The manager in reply to this report by the inspector said line of sight difficulties had been recognized as a problem in Kelowna. The inspector identified it and the manager confirmed it.

How can this situation be safe now and how can Nav Canada refuse to replace the air traffic control tower or raise the present one? How can it be safe now when it was not safe in 1987? Why was the tower required to be replaced in 1987 but is not required to be now?

Would the Parliamentary Secretary to the Minister of Transport please reply to that question and explain why Nav Canada is reducing its charges by $90 million and still refusing to replace the condemned tower in Kelowna?

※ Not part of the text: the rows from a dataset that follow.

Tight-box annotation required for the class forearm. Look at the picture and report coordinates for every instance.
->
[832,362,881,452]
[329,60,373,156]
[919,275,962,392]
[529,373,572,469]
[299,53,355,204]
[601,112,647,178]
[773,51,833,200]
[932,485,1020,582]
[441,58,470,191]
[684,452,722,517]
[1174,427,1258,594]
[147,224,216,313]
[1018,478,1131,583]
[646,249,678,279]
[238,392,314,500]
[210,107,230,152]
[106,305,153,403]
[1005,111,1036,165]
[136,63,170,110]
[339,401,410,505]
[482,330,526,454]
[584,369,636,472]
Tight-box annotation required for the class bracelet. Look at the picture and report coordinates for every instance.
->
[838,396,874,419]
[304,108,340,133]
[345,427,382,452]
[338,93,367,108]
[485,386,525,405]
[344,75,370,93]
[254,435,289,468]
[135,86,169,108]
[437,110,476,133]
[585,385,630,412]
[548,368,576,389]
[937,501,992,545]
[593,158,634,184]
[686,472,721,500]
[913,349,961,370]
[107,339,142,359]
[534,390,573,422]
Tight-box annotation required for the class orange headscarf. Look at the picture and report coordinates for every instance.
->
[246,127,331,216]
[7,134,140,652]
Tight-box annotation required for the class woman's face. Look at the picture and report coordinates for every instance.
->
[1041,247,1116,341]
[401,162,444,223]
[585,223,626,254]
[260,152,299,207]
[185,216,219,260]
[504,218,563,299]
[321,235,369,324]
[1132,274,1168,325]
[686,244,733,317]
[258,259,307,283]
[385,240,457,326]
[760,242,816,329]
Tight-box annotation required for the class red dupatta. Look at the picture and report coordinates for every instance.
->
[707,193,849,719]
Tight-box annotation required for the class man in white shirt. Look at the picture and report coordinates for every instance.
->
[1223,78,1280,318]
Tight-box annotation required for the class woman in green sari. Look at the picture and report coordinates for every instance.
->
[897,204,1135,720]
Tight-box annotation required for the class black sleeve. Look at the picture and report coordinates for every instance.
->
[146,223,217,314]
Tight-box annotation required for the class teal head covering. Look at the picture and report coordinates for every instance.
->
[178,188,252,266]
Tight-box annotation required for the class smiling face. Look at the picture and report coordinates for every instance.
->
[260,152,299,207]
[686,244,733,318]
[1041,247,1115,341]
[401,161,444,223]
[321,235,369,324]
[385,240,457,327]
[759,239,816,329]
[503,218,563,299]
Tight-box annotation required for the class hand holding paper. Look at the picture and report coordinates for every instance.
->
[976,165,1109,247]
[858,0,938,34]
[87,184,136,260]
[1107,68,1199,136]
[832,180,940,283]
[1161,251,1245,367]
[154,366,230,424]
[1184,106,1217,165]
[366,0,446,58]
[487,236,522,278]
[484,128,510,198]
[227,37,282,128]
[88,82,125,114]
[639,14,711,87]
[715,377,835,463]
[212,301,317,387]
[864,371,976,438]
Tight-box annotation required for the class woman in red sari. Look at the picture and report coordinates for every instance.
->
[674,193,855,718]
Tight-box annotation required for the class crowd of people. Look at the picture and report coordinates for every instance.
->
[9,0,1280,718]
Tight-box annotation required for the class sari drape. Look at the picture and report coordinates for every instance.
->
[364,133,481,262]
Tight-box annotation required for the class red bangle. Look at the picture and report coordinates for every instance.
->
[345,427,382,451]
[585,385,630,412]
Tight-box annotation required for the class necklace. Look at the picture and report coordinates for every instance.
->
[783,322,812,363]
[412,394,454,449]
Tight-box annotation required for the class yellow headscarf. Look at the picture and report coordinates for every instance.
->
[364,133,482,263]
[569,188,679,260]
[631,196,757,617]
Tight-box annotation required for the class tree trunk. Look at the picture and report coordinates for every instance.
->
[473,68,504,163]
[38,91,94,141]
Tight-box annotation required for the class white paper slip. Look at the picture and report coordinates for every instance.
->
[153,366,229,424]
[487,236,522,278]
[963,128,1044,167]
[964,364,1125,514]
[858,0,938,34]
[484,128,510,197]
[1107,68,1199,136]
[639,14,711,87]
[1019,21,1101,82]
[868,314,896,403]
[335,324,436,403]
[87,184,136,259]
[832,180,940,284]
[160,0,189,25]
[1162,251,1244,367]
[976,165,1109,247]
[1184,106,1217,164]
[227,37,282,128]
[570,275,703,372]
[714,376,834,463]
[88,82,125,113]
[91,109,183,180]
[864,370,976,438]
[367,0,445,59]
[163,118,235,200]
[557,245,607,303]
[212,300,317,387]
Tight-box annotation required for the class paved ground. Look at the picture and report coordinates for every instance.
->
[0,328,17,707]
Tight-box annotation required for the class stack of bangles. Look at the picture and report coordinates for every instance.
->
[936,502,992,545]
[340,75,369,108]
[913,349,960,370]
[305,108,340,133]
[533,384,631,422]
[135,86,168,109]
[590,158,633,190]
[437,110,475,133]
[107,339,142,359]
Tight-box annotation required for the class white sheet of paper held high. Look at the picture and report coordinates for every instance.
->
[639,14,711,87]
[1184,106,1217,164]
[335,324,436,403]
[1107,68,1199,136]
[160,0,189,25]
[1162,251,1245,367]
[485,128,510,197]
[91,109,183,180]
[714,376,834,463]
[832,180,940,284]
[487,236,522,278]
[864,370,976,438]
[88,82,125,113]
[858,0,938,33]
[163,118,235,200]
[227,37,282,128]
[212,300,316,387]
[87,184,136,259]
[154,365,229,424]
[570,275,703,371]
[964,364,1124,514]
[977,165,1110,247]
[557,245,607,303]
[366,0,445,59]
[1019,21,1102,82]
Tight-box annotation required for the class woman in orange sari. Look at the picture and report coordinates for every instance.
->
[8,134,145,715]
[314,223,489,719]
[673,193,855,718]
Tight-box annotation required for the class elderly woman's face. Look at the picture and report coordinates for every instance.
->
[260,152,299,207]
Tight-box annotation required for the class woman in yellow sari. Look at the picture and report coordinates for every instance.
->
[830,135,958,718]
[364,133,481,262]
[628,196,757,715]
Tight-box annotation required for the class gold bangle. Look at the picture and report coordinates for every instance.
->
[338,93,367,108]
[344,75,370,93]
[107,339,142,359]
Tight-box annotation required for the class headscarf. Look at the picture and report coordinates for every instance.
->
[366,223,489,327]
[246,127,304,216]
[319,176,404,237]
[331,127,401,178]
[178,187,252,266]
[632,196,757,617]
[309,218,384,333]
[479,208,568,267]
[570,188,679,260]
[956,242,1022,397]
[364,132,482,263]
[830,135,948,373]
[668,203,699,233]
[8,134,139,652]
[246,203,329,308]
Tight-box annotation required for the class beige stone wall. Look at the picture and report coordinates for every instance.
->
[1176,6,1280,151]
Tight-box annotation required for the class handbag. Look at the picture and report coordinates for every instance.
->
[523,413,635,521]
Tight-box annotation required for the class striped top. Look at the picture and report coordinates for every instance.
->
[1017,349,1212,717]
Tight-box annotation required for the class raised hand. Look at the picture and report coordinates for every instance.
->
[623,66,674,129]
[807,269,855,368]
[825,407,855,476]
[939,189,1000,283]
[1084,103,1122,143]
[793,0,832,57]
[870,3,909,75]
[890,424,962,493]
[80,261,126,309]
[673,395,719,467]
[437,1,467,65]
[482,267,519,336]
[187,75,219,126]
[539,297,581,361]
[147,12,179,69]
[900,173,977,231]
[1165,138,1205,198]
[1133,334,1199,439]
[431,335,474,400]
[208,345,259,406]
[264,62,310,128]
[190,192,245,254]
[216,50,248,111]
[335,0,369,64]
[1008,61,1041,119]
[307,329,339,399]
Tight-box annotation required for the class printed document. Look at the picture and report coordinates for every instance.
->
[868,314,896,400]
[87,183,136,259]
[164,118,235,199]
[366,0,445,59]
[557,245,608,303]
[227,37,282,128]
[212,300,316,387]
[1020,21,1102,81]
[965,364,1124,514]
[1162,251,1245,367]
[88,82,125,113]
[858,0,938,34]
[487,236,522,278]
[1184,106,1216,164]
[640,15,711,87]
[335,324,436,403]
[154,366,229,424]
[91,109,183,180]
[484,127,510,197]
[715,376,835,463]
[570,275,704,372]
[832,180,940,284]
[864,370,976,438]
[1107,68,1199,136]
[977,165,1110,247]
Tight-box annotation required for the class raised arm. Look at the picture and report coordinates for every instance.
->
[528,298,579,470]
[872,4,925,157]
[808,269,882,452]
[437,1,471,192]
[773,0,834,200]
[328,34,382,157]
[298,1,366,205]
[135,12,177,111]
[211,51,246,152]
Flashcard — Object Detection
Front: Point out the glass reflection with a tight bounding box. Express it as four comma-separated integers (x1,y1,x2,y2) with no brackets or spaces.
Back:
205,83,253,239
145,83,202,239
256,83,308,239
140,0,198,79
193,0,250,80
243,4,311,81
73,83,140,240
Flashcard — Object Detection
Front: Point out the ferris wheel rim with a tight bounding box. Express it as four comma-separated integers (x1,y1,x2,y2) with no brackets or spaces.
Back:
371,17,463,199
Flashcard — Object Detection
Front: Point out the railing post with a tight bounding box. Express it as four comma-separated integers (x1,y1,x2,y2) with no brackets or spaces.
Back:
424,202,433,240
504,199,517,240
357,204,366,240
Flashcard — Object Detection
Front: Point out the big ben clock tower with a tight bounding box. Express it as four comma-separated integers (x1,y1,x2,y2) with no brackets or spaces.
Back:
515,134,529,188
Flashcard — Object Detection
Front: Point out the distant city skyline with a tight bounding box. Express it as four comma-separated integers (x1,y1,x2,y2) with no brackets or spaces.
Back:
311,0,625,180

Mr. Stan Dromisky (Parliamentary Secretary to Minister of Transport, Lib.): Madam Speaker, I am pleased to have the opportunity to respond to the issue raised by the hon. member for Cumberland—Colchester this evening on the air traffic control tower at Kelowna airport.

I begin by assuring the member that Nav Canada applies air traffic control procedures to address visibility limitations such as those at Kelowna airport. Transport Canada is satisfied with the corporation's actions to mitigate any potential safety risk until a more permanent solution is available.

I emphasize that Transport Canada no longer has an operational role with respect to the provision of air traffic control services in Canada. Nav Canada is responsible for these services including the operation, location and construction of air traffic control towers.

I reiterate that the airport operator is expanding the apron parking area and construction has already begun. This will contribute to alleviating the obstruction of views caused by the parking of large aircraft. In the longer term Nav Canada is continuing its efforts to install an effective video system and is commencing feasibility studies for the location of a new tower.

As we know, safety is Transport Canada's top priority and the Minister of Transport continues to be responsible for safety oversight. The member may be assured that Transport Canada will continue to monitor the Kelowna airport as part of the department's ongoing airport inspection program.


The Acting Speaker (Ms. Thibeault): The motion to adjourn the House is now deemed to have been adopted. Accordingly, this House stands adjourned until tomorrow at 2 p.m., pursuant to Standing Order 24(1).